NEWS UPDATE: On 26 May, 2010 the US Federal Drug Agency issued an alert, notifying prescribers of increased safety concerns with tramadol. The FDA strengthened warnings of the risk of suicide for patients prescribed tramadol, who are prone to addiction or currently taking tranquilisers or antidepressants. This follows reports of tramadol-related deaths that have occurred in patients with a previous history of emotional disturbance, suicidal ideation or substance misuse (including prescription medicines).

For further information visit:
www.fda.gov/Safety/MedWatch/default.htm

New evidence shows less benefit of gabapentin for neuropathic pain

The effectiveness of gabapentin for neuropathic pain, including data from previously unpublished trials, has been re-evaluated. Recent litigation procedures in the United States have revealed that the promotion of Neurontin (gabapentin), for the treatment of pain conditions, was assisted by selective publication and citation of studies with favourable outcomes.

Countries which have licensed gabapentin for neuropathic pain (including New Zealand) would not have had access to these hidden trials and would have based recommendations only on the available published data.

Previous data indicated that gabapentin has a moderate analgesic effect in about 25 % of patients with neuropathic pain (NNT* of 4).1 Inclusion of the hidden data indicates that gabapentin has a minor role in pain control and that the NNT is about 6–8, that is, only about 15% of patients will derive some benefit.

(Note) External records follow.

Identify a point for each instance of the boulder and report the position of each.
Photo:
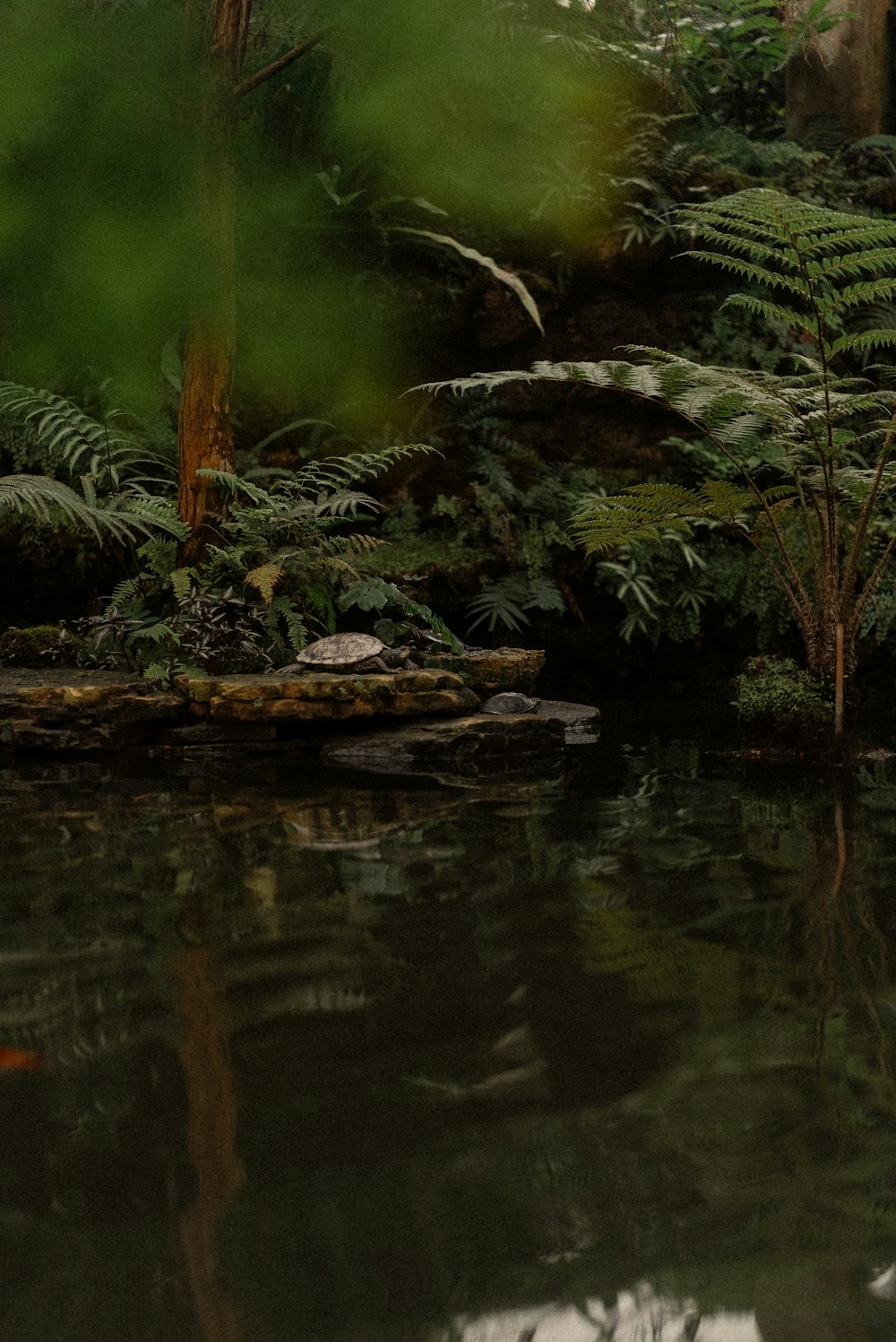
(581, 721)
(81, 710)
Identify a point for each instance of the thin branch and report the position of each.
(877, 572)
(274, 69)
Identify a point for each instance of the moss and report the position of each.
(780, 702)
(39, 645)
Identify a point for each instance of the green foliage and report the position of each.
(286, 548)
(372, 593)
(105, 94)
(661, 593)
(116, 474)
(498, 534)
(810, 451)
(208, 632)
(725, 61)
(777, 697)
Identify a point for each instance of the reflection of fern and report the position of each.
(799, 443)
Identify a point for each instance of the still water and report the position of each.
(306, 1058)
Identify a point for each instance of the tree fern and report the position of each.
(812, 451)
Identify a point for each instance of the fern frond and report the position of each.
(264, 578)
(874, 338)
(343, 504)
(43, 496)
(648, 512)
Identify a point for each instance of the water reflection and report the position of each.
(328, 1061)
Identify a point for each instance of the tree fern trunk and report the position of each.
(839, 86)
(204, 429)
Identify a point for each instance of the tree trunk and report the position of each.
(204, 429)
(839, 86)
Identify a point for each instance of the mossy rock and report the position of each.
(491, 670)
(38, 647)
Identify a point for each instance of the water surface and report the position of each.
(291, 1056)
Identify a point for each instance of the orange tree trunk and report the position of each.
(204, 429)
(840, 86)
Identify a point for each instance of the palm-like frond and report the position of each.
(655, 512)
(48, 498)
(75, 442)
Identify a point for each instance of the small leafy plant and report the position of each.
(810, 453)
(779, 698)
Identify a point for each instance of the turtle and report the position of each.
(510, 702)
(356, 653)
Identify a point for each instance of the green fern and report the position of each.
(812, 453)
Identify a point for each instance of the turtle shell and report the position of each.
(340, 651)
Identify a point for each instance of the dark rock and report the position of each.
(326, 697)
(581, 721)
(487, 748)
(491, 670)
(70, 710)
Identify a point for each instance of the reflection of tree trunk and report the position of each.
(813, 1303)
(212, 1137)
(837, 917)
(204, 429)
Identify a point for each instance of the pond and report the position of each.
(314, 1058)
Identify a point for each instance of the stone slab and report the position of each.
(328, 697)
(480, 747)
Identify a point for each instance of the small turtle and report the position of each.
(356, 653)
(510, 702)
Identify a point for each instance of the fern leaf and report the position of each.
(181, 580)
(874, 338)
(264, 578)
(504, 277)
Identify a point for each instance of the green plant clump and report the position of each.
(38, 645)
(776, 697)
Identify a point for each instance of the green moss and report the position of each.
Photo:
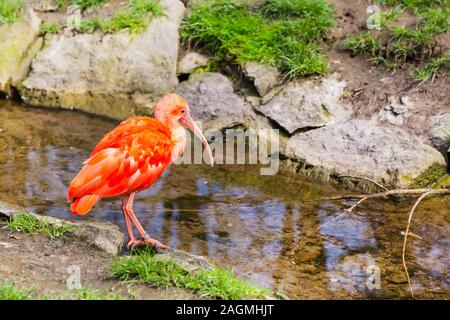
(134, 18)
(87, 4)
(145, 267)
(279, 33)
(395, 45)
(429, 178)
(88, 293)
(8, 291)
(49, 28)
(9, 10)
(27, 223)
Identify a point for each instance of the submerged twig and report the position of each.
(363, 197)
(405, 239)
(367, 179)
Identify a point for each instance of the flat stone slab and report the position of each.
(304, 105)
(362, 148)
(213, 101)
(19, 43)
(108, 74)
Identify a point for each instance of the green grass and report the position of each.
(9, 292)
(26, 223)
(134, 18)
(144, 267)
(9, 10)
(395, 45)
(87, 293)
(431, 68)
(49, 28)
(86, 5)
(280, 33)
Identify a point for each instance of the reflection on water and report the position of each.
(256, 224)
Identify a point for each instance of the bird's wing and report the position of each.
(129, 158)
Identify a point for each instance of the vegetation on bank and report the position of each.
(280, 33)
(8, 291)
(144, 267)
(11, 291)
(133, 18)
(10, 10)
(395, 45)
(24, 222)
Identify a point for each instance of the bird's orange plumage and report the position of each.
(130, 158)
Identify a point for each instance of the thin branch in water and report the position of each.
(367, 179)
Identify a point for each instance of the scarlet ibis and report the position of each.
(131, 158)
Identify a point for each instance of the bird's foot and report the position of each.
(145, 241)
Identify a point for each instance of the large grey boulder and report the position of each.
(397, 111)
(388, 155)
(191, 61)
(214, 102)
(19, 43)
(440, 132)
(116, 75)
(306, 104)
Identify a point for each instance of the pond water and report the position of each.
(267, 228)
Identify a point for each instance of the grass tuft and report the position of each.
(145, 267)
(49, 28)
(87, 293)
(9, 292)
(134, 18)
(9, 10)
(86, 5)
(395, 45)
(26, 223)
(280, 33)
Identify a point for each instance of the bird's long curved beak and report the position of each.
(191, 125)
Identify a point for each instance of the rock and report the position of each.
(388, 155)
(440, 132)
(213, 101)
(303, 105)
(308, 254)
(19, 43)
(103, 235)
(191, 61)
(382, 294)
(264, 77)
(43, 5)
(102, 74)
(397, 111)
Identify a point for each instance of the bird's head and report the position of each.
(173, 111)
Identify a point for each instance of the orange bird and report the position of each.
(131, 158)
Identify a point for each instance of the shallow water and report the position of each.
(266, 227)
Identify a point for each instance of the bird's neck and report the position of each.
(178, 135)
(179, 140)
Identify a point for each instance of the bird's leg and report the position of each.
(131, 237)
(145, 238)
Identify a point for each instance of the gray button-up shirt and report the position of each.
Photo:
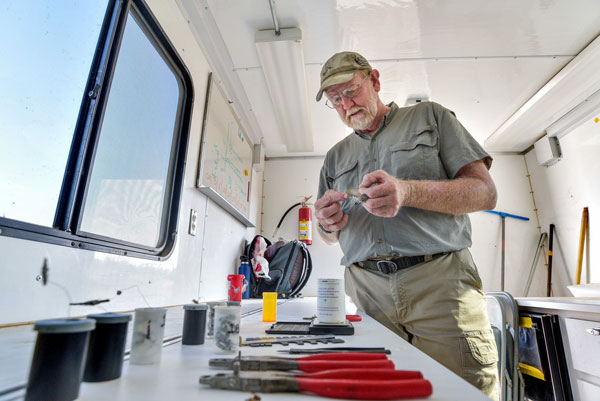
(422, 142)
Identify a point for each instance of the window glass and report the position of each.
(46, 52)
(130, 180)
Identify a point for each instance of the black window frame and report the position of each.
(69, 211)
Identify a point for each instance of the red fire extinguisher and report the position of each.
(305, 223)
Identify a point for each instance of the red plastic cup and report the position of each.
(237, 286)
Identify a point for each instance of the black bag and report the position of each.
(290, 266)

Furthermore, newly available information shows that adverse effects can occur such as dizziness ( NNH† of 8), confusion or ataxia (NNH of 10) and oedema (NNH of 11). Finally, there is very little evidence that the degree of analgesia is dose related, whereas toxicity is dose dependent.

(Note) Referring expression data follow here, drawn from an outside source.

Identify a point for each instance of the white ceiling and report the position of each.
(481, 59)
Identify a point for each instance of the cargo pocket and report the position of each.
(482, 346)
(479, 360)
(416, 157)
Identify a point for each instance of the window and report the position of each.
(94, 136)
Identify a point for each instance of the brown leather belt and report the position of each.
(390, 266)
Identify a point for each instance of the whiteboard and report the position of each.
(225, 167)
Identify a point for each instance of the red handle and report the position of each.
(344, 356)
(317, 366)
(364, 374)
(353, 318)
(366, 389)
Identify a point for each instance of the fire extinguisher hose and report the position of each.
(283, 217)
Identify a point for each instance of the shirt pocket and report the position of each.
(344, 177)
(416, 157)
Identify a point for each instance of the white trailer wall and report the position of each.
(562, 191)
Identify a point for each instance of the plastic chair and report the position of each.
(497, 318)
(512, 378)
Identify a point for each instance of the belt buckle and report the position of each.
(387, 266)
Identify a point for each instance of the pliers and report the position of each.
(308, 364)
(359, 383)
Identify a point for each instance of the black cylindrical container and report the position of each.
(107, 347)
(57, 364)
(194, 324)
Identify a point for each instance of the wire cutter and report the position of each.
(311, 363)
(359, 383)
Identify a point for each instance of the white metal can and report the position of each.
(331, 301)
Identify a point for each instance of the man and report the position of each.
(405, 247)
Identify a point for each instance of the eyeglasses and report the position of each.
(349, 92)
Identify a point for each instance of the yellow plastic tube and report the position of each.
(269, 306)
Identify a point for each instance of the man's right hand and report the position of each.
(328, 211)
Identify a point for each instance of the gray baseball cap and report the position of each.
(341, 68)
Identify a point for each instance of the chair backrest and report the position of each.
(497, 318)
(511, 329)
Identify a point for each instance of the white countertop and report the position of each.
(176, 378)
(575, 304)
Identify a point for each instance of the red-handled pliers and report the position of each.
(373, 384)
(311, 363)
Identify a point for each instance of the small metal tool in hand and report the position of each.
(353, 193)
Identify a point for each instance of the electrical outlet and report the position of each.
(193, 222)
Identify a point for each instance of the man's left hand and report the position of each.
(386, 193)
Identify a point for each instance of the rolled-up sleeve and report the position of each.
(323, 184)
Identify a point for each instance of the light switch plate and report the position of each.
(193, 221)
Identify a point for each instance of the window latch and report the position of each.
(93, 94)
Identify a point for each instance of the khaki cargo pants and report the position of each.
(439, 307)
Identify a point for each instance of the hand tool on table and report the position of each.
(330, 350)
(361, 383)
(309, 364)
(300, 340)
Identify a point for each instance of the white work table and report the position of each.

Conclusions and recommendations (adapted from Therapeutics Initiative, 20102)

  • Evidence from all clinical trials suggests that gabapentin has a minor role in pain control
  • Gabapentin reduces neuropathic pain by less than 1 point on a 0 – 10 scale and may benefit about 15% of patients
  • Adverse effects occur in about the same number of people, although these can be relatively mild.
  • A test of benefit versus harm can be made after one to two days at a low dose (100 – 900 mg daily)
  • Benefit is unlikely to increase with higher doses or longer treatment
  • Gabapentin should be used with caution in people at risk of cognitive disturbance, falls or when oedema may aggravate an underlying condition
  • Regularly assess patients taking gabapentin. Assessment of benefits or adverse effects can be made by stopping for one to two days.

As with other antiepileptics, gabapentin can increase suicidal thoughts and behaviour. Patients should be monitored for the emergence or worsening of depression, suicidal thoughts or behaviour, or any unusual changes in mood or behaviour.3

References

  1. Wiffen PJ, McQuay HJ, Rees J, Moore RA. Gabapentin for acute and chronic pain. Cochrane Database Syst Rev 2005;3: CD005452.
  2. Therapeutics Initiative. Gabapentin for pain: New evidence from hidden data. Therapeutics Letter 75. University of British Columbia. Available from: www.ti.ubc.ca/letter75 (Accessed May, 2010).
  3. Medsafe. Gabapentin Data Sheet. Available from: www.medsafe.govt.nz/profs/Datasheet/a/ArrowGabapentincap.htm (Accessed May 2010).